J’admire leurs talents divers,

Moi qui compile leur histoire ;

Mais aucun d’eux n’obtint la gloire

De faire de si jolis vers.

O mon héros ! esprit fertile,

Animé de ce divin feu,

Régner et vaincre n’est qu’un jeu,

Et bien rimer est difficile.

Mais non, cet art noble et charmant

N’est pour vous qu’un délassement :

Homme universel que vous êtes !

Vous saisissez également

La lyre aimable des poètes,

Et de Mars le foudre assommant.

Tout est pour vous amusement,

Vos mains à tout sont toujours prêtes ;

Vous rimez non moins aisément

Que vous avez fait vos conquêtes.

 

 

         Si la reine de Hongrie et le roi mon seigneur et maître voyaient la lettre de votre majesté, ils ne pourraient s’empêcher de rire, malgré le mal que vous avez fait à l’une, et le bien que vous n’avez pas fait à l’autre. Votre comparaison d’une coquette, et même de quelque chose de mieux, qui a donné des faveurs un peu cuisantes, et qui se moque de ses galants dans les remèdes est une chose aussi plaisante qu’en aient dit les Césars, et les Antoine, et les Octave, vos devanciers, gens à grandes actions et à bons mots.

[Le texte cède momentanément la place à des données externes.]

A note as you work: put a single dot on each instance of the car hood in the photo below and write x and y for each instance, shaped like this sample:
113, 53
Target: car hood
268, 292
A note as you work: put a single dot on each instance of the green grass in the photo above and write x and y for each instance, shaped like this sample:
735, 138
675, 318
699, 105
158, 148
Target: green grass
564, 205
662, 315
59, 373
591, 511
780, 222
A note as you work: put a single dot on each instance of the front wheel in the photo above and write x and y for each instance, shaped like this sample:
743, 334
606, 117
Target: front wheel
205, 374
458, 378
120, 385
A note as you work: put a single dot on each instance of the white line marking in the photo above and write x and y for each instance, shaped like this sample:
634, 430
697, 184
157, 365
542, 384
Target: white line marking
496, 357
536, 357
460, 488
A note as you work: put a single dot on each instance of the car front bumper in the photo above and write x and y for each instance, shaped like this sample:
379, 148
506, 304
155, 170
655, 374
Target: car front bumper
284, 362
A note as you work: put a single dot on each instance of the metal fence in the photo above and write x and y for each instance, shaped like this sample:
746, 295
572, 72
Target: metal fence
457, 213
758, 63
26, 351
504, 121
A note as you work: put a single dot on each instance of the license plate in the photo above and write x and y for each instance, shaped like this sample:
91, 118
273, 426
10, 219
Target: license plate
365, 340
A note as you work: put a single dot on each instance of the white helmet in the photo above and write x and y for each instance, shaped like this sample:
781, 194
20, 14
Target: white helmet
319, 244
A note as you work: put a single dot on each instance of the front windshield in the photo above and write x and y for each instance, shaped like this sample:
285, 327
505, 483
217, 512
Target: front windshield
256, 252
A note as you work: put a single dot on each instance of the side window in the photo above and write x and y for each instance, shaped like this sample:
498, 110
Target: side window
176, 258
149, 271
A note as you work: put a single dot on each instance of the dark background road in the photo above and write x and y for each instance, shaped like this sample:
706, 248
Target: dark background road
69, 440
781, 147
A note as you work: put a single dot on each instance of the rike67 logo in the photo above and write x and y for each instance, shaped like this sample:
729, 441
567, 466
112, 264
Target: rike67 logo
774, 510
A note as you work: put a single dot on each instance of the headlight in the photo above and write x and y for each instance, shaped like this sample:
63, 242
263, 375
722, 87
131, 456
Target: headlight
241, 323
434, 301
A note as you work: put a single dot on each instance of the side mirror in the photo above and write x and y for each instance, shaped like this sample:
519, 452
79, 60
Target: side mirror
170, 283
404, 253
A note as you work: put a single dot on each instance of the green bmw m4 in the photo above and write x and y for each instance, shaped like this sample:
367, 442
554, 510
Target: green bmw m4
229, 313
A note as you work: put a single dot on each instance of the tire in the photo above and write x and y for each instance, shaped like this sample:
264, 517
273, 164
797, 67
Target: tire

Faites comme vous l’entendrez avec les rois ; battez-les, quittez-les, querellez-vous, raccommodez-vous ; mais ne soyez jamais inconstant pour les particuliers qui vous adorent.

 

 

Vos faveurs étaient dangereuses

Aux rois qui le méritent bien :

Car tous ces gens-là n’aiment rien,

Et leurs promesses sont trompeuses.

Mais moi qui ne vous trompe pas,

Et dont l’amour toujours fidèle

Sent tout le prix de vos appas.

Moi qui vous eusse aimé cruelle,

Je jouirai sans repentir

Des caresses et du plaisir

Que fait votre muse infidèle.

 

 

         Il pleut ici de mauvais livres et de mauvais vers ; mais comme votre majesté ne juge pas de tous nos guerriers par l’aventure de Lintz (2), elle ne juge pas non plus de l’esprit des Français par les Etrennes de la Saint-Jean (3), ni par les grossièretés de l’abbé Desfontaines.

 

         Il n’y a rien de nouveau parmi nos sybarites de Paris. Voici le seul trait digne, je crois, d’être conté à votre majesté. Le cardinal de Fleury, après avoir été assez malade, s’avisa, il y a deux jours, ne sachant que faire, de dire la messe à un petit autel, au milieu d’un jardin où il gelait. M. Amelot et M. de Breteuil (4) arrivèrent, et lui dirent qu’il se jouait à se tuer : Bon, bon, messieurs, dit-il, vous êtes des douillets. A quatre-vingt-dix ans ! quel homme ! Sire, vivez autant, dussiez-vous dire la messe à cet âge, et moi la servir.

 

         Je suis avec le plus profond respect, etc.

 

 

1 – Lettre du 18 Novembre. (G.A.)

 

2 – En janvier 1742, le comte de Ségur, enfermé dans Lintz, avait capitulé au moment même où Frédéric allait le dégager. (G.A.)

 

3 – Voyez, aux FACÉTIES, la lettre à messieurs les auteurs des Etrennes de la Saint-Jean. (G.A.)

 

4 – L’un ministre des affaires étrangères, et l’autre, ministre de la guerre. (G.A.)